Character Sets |
The character set chset matches a set of characters over a finite range bounded by the limits of its template parameter CharT. This class is an optimization of a parser that acts on a set of single characters. The template class is parameterized by the character type CharT and can work efficiently with 8, 16 and 32 and even 64 bit characters.

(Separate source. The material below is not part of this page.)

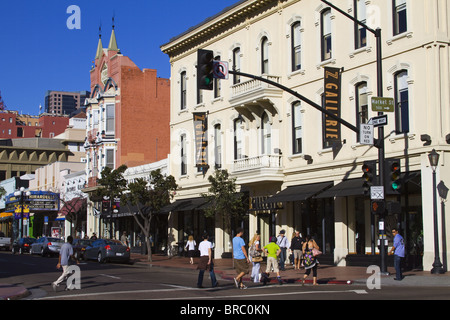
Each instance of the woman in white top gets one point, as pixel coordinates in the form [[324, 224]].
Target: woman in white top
[[206, 262], [255, 250], [190, 247]]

template <typename CharT = char> class chset;
The chset is constructed from literals (e.g. 'x'), ch_p or chlit<>, range_p or range<>, anychar_p and nothing_p (see primitives) or copy-constructed from another chset. The chset class uses a copy-on-write scheme that enables instances to be passed along easily by value.
Sparse
bit vectors In order to accomodate 16/32 and 64 bit characters, the chset class statically switches from a std::bitset implementation when the character type is not greater than 8 bits, to a sparse bit/boolean set which uses a sorted vector of disjoint ranges (range_run). The set is constructed from ranges such that adjacent or overlapping ranges are coalesced. range_runs are very space-economical in situations where there are lots of ranges and a few individual disjoint values. Searching is O(log n) where n is the number of ranges. |
Examples:
chset<> s1('x'); chset<> s2(anychar_p - s1);
Optionally, character sets may also be constructed using a definition string following a syntax that resembles posix style regular expression character sets, except that double quotes delimit the set elements instead of square brackets and there is no special negation ^ character.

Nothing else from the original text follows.